# 2.5l Ignition coil and spark plug concerns.



## Josetehbomb (Dec 3, 2015)

Hey all, the village idiot is back again with more questions. So I was removing and cleaning various parts under my hood today, things like the engine cover, intake cone and just a general wipe-down under my hood. Obviously no water being used or has ever been used under the hood, I know that's a no-no. Normally I spray some purple power on some shop towels and wipe away along with using an air compressor to clear away loose particles of dirt and so on and so forth. Anyhow, I was looking at my ignition coils and thought to myself that in my entire ownership of the car (40,000 of my own original miles) I have never once looked at my coils and spark plugs seeing as all I've ever read about OEM plugs is that they last for give or take 80,000 to 100,000 miles. Upon removing and inspecting, I found some grade A f**kery right here. It appears to be oil in the cylinder that my spark plug goes in as well as burnt onto my coil itself and on the threads of the spark plug itself. VW... why you do dis to me? What would cause this? Valve cover gasket issues?


----------



## Josetehbomb (Dec 3, 2015)

Sorry for the Gorilla monsoon sized pics.


----------



## le0n (Jun 12, 2013)

^^ looks normal.

unless that oil is wet, there's nothing to worry about there.

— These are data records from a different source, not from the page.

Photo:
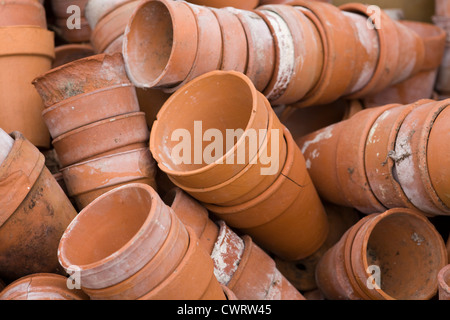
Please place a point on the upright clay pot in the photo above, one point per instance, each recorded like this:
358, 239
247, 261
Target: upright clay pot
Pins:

it appears to be 'cooked' and not fresh.

if it was wet, then you'd need to get a new valve cover gasket on there.


----------



## Josetehbomb (Dec 3, 2015)

Oh, just seemed odd to me. Thank you for the info, glad I didn't freak out and go splurge on new coils and spark plugs, I've just never seen that before so I was like uhhhh


----------



## le0n (Jun 12, 2013)

i recall seeing the same thing while doing my during my 40k service. it was only on one coil pack, one of them on the left cylinder 4 or 5. regardless, it looked dry and didn't rub off easily because it was cooked on there.

i still have the same coil packs, but my plugs get changed every 40k miles; and i'm currently at 180k miles.

if my coil packs make it to 200k miles, i guess i'll changed them all at once, hah hah.


----------



## tay272 (Aug 22, 2007)

I agree, looks fairly normal.


----------



## Josetehbomb (Dec 3, 2015)

sorry for the late response, thanks for all the feedback!


----------



## 5_Cent (May 22, 2007)

I had the same stuff on my coils, I JUST took my original OEM plugs out at 155k. I didn't have anything like that on the plugs though. I wouldn't worry unless you see decreased performance.


----------



## Gunbu (Jan 12, 2012)

I was going through some old pics and I came across my coil packs when I removed them. They pretty much look like what you have in your pic. I think this was around 45k miles.


----------